Minho semakin tidak nyaman ketika pembicaraan yang ia dengar dari Jisung dan seseorang diujung sana semakin kurang ramah pada mereka yang single dan memiliki perasaan bertepuk sebelah tangan.

“iya, iya. ini udah selesai kerja.”

“iyaa, ini udah mau pulang, sebentar lagi.”

“ngga kok, langsung pulang ini beneer.”

“ya udah, okee sayaang. byee, love youu, babyy.”

Minho berdeham beberapa kali tepat ketika jisung mematikan telfonnya, ia tidak bisa menahan dirinya untuk tidak menggaruk kaku bagian belakang kepalanya. “nomor kamu masih yang lama, Sung-ah?”

“hm, hyung? maaf kenapa?” Jisung memberikan perhatiannya pada Minho, menatap jelas kepadanya, membuat Minho semakin kesulitan menenangkan dirinya sendiri.

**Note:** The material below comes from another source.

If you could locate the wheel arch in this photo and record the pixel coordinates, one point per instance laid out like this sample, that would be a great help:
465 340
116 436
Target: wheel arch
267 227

“nomor kamu, masih yang lama? saya mau minta nomor rekening kamu,”

Mendengar itu membuat laki-laki yang lebih muda memasang ekspresi lucu pada wajahnya, dengan kerutan halus pada bagian tengah keningnya itu, “serius, hyung. ngga usah. aku yang salah, kan.”

“tapi, sung-ah,”

Jisung mengangkat tangannya, dengan telapak tangannya menghadap kearah minho, “cukup, ok.” ia berpikir sebentar sebelum melanjutkan, “hyung udah jadi pesan taxi? atau aku antar aja ya?”

dalam hati terdalamnya Minho, ia ingin sekali menerima tawaran dari Jisung ini, tetapi ia tau kalau jalanan menuju ke rumahnya di jam pulang kantor dan hari jumat bukan lah waktu yang baik untuk Jisung mengantarnya pulang. “saya naik taxi saja,” sempat beberapa saat menimbang-nimbang, akhirnya Minho mengulurkan tangannya kearah Jisung, “terima kasih, ya. maaf sudah buat kamu cuti setengah hari gara-gara saya.” Minho menambahkan ketika Jisung membalas uluran tangannya itu, menggenggam jemarinya dengan ramah, “saya pamit pulang duluan, kamu hati-hati pulangnya.” Minho lah yang lebih dulu melepas genggaman tangan mereka, keduanya memiliki ekspresi yang sama begitu sudah tidak ada lagi kontak di antara keduanya. ekspresi yang menunjukkan kehilangan dan menginginkan satu sama lain.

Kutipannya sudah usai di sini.